Now, a year and a half later, it appears the revolution has been one-sided. Recent figures show that only 6 million Android tablets have been sold, a slender figure compared to Apple’s sales of 40 million iPads. Let’s have a look at why Android has yet to catch on.

Lackluster Hardware Quality

android tablets

Old ideas don’t die easily, even when they’re outdated. It’s still not hard to find people who are under the belief that Android tablets are quicker than what is inside the iPad 2. In truth, however, the iPad 2 often proves quicker than Android tablets powered by Nvidia’s Tegra 2. Even Tegra 3, as it turns out, fails to outmatch the iPad 2 in raw graphical potential.
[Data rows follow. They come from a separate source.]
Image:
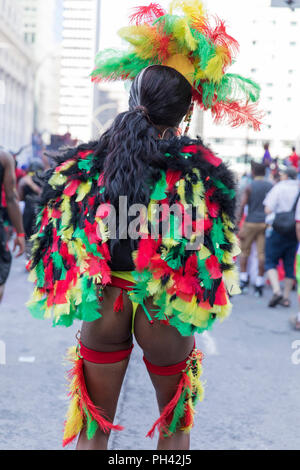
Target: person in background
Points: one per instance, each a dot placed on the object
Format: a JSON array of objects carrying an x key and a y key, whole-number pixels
[
  {"x": 281, "y": 199},
  {"x": 8, "y": 181},
  {"x": 294, "y": 159},
  {"x": 253, "y": 229},
  {"x": 267, "y": 159},
  {"x": 275, "y": 172},
  {"x": 296, "y": 319},
  {"x": 29, "y": 191}
]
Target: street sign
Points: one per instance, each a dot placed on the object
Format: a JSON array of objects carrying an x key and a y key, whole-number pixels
[{"x": 286, "y": 3}]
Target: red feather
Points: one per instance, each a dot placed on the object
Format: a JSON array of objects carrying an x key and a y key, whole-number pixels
[
  {"x": 237, "y": 114},
  {"x": 98, "y": 415},
  {"x": 166, "y": 416},
  {"x": 72, "y": 188},
  {"x": 212, "y": 207},
  {"x": 172, "y": 177},
  {"x": 221, "y": 296},
  {"x": 147, "y": 14},
  {"x": 119, "y": 304},
  {"x": 147, "y": 249},
  {"x": 210, "y": 157},
  {"x": 213, "y": 267}
]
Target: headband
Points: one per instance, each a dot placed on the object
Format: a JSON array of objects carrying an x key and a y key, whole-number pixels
[{"x": 197, "y": 46}]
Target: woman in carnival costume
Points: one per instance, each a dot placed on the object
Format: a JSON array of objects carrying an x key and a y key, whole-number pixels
[{"x": 161, "y": 286}]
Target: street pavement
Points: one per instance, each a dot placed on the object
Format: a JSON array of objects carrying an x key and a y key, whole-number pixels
[{"x": 252, "y": 382}]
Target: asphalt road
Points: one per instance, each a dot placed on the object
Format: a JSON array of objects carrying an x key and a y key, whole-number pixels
[{"x": 252, "y": 382}]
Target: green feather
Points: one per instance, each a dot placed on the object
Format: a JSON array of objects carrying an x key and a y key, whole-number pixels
[
  {"x": 235, "y": 87},
  {"x": 40, "y": 274},
  {"x": 160, "y": 189},
  {"x": 112, "y": 64},
  {"x": 37, "y": 308},
  {"x": 224, "y": 188}
]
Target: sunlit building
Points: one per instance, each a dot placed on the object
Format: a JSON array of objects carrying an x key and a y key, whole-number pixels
[
  {"x": 269, "y": 50},
  {"x": 79, "y": 45},
  {"x": 41, "y": 26},
  {"x": 16, "y": 79}
]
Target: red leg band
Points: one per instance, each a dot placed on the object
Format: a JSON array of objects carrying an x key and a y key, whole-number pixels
[{"x": 99, "y": 357}]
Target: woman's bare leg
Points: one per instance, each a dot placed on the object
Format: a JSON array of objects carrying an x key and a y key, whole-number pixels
[
  {"x": 164, "y": 346},
  {"x": 110, "y": 333}
]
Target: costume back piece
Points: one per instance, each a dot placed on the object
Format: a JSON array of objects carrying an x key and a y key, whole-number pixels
[{"x": 187, "y": 269}]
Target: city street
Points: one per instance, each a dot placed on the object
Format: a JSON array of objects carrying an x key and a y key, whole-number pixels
[{"x": 252, "y": 385}]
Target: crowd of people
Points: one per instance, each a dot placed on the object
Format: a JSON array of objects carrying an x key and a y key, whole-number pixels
[
  {"x": 269, "y": 228},
  {"x": 19, "y": 191}
]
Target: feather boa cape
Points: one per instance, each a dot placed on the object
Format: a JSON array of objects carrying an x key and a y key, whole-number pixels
[{"x": 70, "y": 264}]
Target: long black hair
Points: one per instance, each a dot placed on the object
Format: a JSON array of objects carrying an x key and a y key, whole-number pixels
[{"x": 159, "y": 97}]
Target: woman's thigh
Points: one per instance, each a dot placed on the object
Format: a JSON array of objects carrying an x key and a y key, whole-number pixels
[
  {"x": 162, "y": 344},
  {"x": 112, "y": 331}
]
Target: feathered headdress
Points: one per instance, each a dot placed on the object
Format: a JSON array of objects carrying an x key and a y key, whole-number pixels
[{"x": 190, "y": 44}]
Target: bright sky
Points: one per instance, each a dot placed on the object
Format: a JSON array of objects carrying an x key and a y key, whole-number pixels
[{"x": 115, "y": 14}]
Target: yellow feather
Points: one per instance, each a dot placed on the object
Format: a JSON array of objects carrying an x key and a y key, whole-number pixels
[
  {"x": 74, "y": 422},
  {"x": 192, "y": 8},
  {"x": 57, "y": 180},
  {"x": 66, "y": 211},
  {"x": 83, "y": 190},
  {"x": 215, "y": 68},
  {"x": 204, "y": 253},
  {"x": 154, "y": 286},
  {"x": 62, "y": 309},
  {"x": 182, "y": 33},
  {"x": 231, "y": 280}
]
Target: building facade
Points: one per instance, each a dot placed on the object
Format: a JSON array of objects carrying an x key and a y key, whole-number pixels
[
  {"x": 79, "y": 45},
  {"x": 269, "y": 46},
  {"x": 16, "y": 79},
  {"x": 42, "y": 26}
]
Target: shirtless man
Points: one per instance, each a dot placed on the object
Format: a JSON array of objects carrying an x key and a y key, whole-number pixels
[{"x": 8, "y": 180}]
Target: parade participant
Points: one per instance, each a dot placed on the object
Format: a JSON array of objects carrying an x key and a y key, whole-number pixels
[
  {"x": 294, "y": 159},
  {"x": 295, "y": 320},
  {"x": 29, "y": 190},
  {"x": 281, "y": 198},
  {"x": 8, "y": 183},
  {"x": 254, "y": 227},
  {"x": 162, "y": 286}
]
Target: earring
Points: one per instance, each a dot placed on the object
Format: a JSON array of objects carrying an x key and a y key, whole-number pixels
[{"x": 188, "y": 117}]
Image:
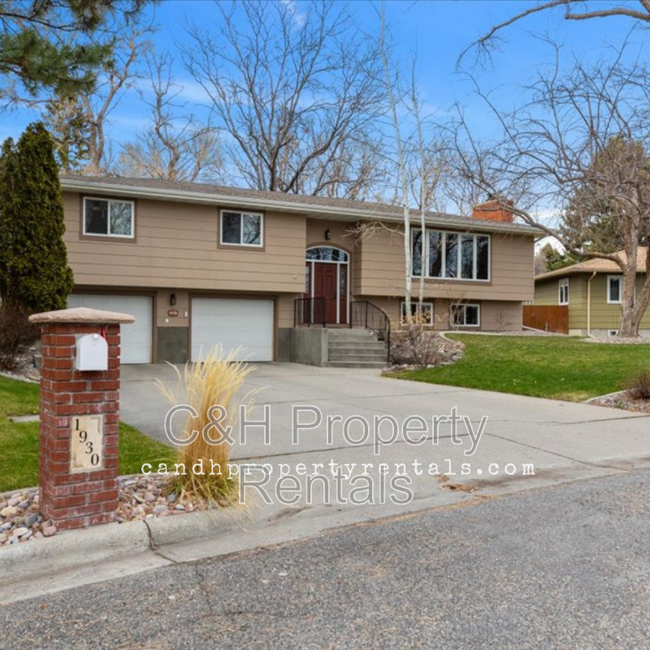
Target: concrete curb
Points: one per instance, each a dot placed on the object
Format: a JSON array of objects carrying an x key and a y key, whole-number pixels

The iPad 2 is also among the thinnest and lightest ten-inch tablets on the market, with only the Samsung Galaxy Tab 10.1 and ASUS Eee Pad Transformer Prime giving it competition in these areas. Display quality is well above average, besting every Android tablet except the Prime, which has been reviewed but not released.

While the later points in this post are a bit more complex, this one is quite simple. The iPad 2 sells well because the hardware is better. If you’d like evidence, just find a retailer near you that stocks tablets and compare for yourself. The Android designs are almost universally lackluster in comparison to the iPad 2, and those few that do come close have similar price tags.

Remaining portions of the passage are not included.